Stephanie Hacke | South Hills Record
Greensburg resident Gary Cuccia shared his daughter Demi’s story with students at Baldwin High School on May 23.
Stephanie Hacke | South Hills Record
Greensburg resident Gary Cuccia shared his daughter Demi’s story with students at Baldwin High School on May 23.
Stephanie Hacke | South Hills Record
Greensburg resident Gary Cuccia shared his daughter Demi’s story with students at Baldwin High School on May 23.

The signs were all there: He didn't want her cheerleading anymore. He didn't want her hanging out with her friends. He texted her incessantly, and there was that unforgiving breakup.

Yet no one expected what would happen next.

The day after her 16th birthday, Gateway High School cheerleader Demi Brae Cuccia was fatally stabbed by the boyfriend she dumped just a few weeks prior. John Mullarkey Jr. was convicted of first degree murder in 2009.

“He had made up his mind that if he couldn't have Demi, no one else could,” her father, Gary Cuccia, 50, of Greensburg, told sophomores and juniors at a recent Baldwin High School Assembly.

Yet, Cuccia refuses to let Demi become a teen dating violence victim. Instead, she is an advocate, helping to alert students to the signs of dating violence early.

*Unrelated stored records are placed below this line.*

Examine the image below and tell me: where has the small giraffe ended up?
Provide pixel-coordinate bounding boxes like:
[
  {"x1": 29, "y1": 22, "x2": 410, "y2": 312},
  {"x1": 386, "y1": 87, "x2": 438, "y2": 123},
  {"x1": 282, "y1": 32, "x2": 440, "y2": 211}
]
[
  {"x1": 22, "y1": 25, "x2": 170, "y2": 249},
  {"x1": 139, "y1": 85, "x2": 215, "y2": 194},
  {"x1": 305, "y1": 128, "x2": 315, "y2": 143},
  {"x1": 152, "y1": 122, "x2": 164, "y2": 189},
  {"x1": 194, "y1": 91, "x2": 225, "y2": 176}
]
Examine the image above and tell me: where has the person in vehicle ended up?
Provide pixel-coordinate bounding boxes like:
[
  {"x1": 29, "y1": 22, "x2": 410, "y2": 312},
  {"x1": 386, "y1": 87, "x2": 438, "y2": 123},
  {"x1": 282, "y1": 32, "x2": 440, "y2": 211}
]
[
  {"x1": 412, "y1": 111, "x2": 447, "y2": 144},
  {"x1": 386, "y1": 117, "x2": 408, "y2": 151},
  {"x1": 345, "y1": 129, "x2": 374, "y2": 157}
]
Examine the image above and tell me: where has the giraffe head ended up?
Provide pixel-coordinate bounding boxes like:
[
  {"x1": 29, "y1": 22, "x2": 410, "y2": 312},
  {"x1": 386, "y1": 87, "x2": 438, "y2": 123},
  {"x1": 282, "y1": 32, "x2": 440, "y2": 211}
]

“I want to share my daughter's message with as many people as possible,” Cuccia said.

Cuccia founded the Demi Brae Cuccia Awareness Organization, a nonprofit group, to raise awareness about teen dating violence. Since Demi's death, he has visited as many as 50 schools and talked to as many as 5,000 students about the issue. Telling the story about Demi's heart-wrenching final minutes always is hard for him, he said. But it's something he has to do.

“I don't want anybody else to go through this,” Cuccia said.

Cuccia said it wasn't obvious to him that Demi was in a violent relationship. Mullarkey always treated him with respect and when Demi told her father that the young man wanted her to quit cheerleading, Cuccia said, he just shrugged it off.

Now, Cuccia said, he realizes that was a clear sign of what was to come.

“When a boyfriend or girlfriend is trying to choose your activities, that's a worrying sign,” he said.

Cuccia was the last one to talk to his daughter on Aug. 15, 2007, before her ex-boyfriend, Mullarkey, came to visit.

“I keep playing that conversation over and over and over again in my mind,” he said.

Cuccia was at work and Demi was home alone. She had just passed her driver's permit test that day. She was happy.

A short time later, Cuccia said, he got a call from Demi's step-mother, with the words, “Something really bad has happened to Demi.”

Cuccia said he thought it was a car crash and never could have imagined his daughter was stabbed by her ex-boyfriend 16 times.

“Things get out of control really fast and bad things happen,” Cuccia said. “If it doesn't feel right, it's not right.” That message was well received by Baldwin High School students, who discussed their own relationships amongst themselves.

“It was definitely eye-opening,” said sophomore Eleni Andrulonis, 15.

“You see the stories on the news and you're connecting things and you think, do I know someone like this,” added sophomore Chris Luffy, 15.

Sophomore Taylor Nagel, 16, said she reflected on recent relationships and hearing Cuccia's story.

“I didn't realize how common of a problem it was,” Nagel said.